Kadar tinggi tersebut tidak semuanya dapat dipenuhi oleh garam produksi dalam negeri. Selain jumlah produksinya yang belum mencukupi, kadar garam dalam negeri juga masih terbilang rendah. Di tingkat petani garam, misalnya, kadar NaCl yang dihasilkan umumnya berada di bawah 94 persen. Hal itu dipengaruhi oleh salinitas air laut, iklim, serta teknologi.

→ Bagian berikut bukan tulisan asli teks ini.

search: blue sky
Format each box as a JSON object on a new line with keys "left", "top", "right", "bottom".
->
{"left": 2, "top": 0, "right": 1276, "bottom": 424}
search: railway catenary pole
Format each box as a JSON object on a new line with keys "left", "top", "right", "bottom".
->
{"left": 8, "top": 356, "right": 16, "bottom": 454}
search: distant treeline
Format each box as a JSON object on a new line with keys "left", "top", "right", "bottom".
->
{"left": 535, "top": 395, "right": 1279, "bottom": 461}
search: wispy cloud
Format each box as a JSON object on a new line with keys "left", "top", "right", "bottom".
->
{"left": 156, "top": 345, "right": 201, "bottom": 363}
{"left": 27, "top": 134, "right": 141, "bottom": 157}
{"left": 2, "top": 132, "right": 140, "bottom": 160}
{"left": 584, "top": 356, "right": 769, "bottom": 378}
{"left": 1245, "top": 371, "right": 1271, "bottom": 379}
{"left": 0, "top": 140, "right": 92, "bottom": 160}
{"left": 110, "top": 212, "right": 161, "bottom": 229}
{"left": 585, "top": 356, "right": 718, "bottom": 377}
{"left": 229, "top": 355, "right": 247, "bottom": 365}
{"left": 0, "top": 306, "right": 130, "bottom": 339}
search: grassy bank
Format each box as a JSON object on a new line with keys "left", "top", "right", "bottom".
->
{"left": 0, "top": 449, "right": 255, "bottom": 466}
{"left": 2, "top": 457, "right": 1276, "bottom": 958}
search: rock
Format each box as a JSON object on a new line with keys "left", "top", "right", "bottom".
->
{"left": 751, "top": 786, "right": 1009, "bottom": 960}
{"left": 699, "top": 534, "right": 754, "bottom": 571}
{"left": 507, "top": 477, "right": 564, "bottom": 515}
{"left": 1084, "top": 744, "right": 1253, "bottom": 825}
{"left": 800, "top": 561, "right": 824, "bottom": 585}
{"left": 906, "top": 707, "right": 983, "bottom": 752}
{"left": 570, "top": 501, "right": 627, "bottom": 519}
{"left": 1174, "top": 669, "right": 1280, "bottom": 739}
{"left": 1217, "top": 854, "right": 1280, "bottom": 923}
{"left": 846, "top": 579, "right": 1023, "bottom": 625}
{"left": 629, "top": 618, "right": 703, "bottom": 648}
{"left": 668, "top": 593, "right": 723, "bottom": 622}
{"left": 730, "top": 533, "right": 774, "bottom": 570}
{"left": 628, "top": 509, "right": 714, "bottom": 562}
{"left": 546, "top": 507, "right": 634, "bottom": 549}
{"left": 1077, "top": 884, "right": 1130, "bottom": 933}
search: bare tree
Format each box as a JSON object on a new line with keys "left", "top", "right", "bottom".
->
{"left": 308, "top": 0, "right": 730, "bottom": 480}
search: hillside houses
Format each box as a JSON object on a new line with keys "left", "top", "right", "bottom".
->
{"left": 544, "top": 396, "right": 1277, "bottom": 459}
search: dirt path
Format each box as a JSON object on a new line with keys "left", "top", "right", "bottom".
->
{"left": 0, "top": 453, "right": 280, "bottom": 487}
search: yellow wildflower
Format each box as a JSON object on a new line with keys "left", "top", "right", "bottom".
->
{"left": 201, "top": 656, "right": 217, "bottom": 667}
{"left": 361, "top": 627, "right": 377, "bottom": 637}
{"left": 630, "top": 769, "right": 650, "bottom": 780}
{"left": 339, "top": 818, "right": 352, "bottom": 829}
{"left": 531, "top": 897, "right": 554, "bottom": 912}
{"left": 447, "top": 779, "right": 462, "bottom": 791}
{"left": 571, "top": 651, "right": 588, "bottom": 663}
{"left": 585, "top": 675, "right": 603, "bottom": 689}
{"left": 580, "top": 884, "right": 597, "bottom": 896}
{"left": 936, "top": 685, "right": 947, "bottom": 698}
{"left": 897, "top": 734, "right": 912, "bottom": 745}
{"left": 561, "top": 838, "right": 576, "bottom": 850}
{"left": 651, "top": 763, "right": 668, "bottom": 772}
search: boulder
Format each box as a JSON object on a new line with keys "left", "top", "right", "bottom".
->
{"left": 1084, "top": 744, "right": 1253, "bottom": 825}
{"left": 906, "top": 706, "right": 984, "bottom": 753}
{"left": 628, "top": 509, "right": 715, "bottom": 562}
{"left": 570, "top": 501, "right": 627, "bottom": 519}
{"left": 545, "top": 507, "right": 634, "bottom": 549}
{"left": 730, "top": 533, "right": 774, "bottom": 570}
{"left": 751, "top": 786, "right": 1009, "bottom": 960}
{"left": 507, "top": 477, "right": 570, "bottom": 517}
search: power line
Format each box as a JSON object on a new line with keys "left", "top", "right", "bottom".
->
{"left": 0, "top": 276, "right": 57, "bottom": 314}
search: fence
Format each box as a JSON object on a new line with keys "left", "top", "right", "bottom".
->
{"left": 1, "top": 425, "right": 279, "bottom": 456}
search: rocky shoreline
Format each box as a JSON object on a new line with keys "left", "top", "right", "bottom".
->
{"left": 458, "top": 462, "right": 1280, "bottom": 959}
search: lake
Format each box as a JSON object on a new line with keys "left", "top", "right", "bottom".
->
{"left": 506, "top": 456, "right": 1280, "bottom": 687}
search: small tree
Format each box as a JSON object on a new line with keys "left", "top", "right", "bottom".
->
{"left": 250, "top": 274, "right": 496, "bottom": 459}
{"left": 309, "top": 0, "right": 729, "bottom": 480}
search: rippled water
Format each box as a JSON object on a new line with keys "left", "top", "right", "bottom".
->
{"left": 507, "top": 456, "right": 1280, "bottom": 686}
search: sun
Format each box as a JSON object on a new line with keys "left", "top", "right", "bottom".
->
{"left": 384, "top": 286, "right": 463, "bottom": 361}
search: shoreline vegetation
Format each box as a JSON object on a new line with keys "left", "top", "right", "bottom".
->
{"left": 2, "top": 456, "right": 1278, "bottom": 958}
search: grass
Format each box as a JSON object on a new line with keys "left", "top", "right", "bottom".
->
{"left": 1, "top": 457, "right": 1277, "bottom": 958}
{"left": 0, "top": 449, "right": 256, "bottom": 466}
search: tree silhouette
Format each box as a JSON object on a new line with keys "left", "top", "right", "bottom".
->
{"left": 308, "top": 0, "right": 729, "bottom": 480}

’’Alasan tersebut membuat pemerintah harus mengimpor garam untuk memenuhi kebutuhan bahan baku industri-industri tersebut. Sedangkan untuk garam konsumsi masih dapat dipenuhi oleh industri garam nasional. Apalagi, jumlah kebutuhan garam industri yang semakin meningkat tiap tahun,” papar Airlangga.
Ketua Asosiasi Industri Pengguna Garam Indonesia (AIPGI) Tony Tanduk menyambut baik adanya kebijakan baru yang memastikan mengenai ketersediaan pasokan bahan baku garam industri. ’’Kami memberikan apresiasi kepada pemerintah karena serius menyelesaikannya. Ini sesuai dengan harapan di kalangan industri dalam negeri yang membutuhkan garam sebagai bahan baku produksi,” ujar Tony.
Sedangkan Ketua Umum Gabungan Pengusaha Makanan dan Minuman Seluruh Indonesia (Gapmmi) Adhi S Lukman menyampaikan kebutuhan garam industri. Saat ini, industri makanan dan minuman membutuhkan 550 ribu ton garam sebagai bahan baku setiap tahun. Angka tersebut naik sekitar 22 persen dibandingkan pada 2017 yang hanya 450 ribu ton.